ドル円は日米長期金利差拡大から113円台を試したもののFRB議長人事や週末の衆院総選挙を控えポジション調整の動きがみられ上値の重い展開となった。
昨日の東京市場では前日の米長期金利上昇などからドル買いが先行。ドル円は113円前半に上昇。しかし、欧州市場が始まったところでスペイン政府がカタルーニャ自治州の自治権停止の手続きを進めるとの報道でユーロが下落。その直後に発表された英国小売売上高指数が予想を下回ったことでポンドも下落。対ドルだけではなく対円の売りが強まりドル円の売りにつながった。

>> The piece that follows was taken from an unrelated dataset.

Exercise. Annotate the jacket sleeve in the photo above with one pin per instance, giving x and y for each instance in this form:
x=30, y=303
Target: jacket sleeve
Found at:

NY時間に発表された前週分新規失業保険申請件数が22.2万件と予想の24.0万件を下回るなど44年ぶりの低水準となった。また、同時に発表された10月フィラデルフィア連銀製造業景気指数が27.9と予想の22.0を上回ったことでドルの下落に歯止めがかかった。
前日2万3千ドルを上回ったNYダウは流石に利益確定の売りに押される場面も見られたが下げたところは新たな買いが入り上昇して引けている。
この日トランプ大統領がFRB議長人事でパウエル氏に傾いているとの報道でドルが売られる場面も見られた。しかし、数日中に人事が決定するとの見方から下げも限定的となった。
日曜日には日本の衆院総選挙が行われ与党が300議席を獲得するとの世論調査もある。ただ、最終的に蓋を開けてみないとわからないということもあり予断を許さない。
もし、予想通りであれば週明け東京市場で円売りが強まる可能性が高い。
また、FRB議長人事でパウエル氏以外の候補は全般にタカ派であり、もし彼らが選ばれるようならドル買いに反応するとみる。
流れとしてドル円は上昇方向に向かいやすいとみている。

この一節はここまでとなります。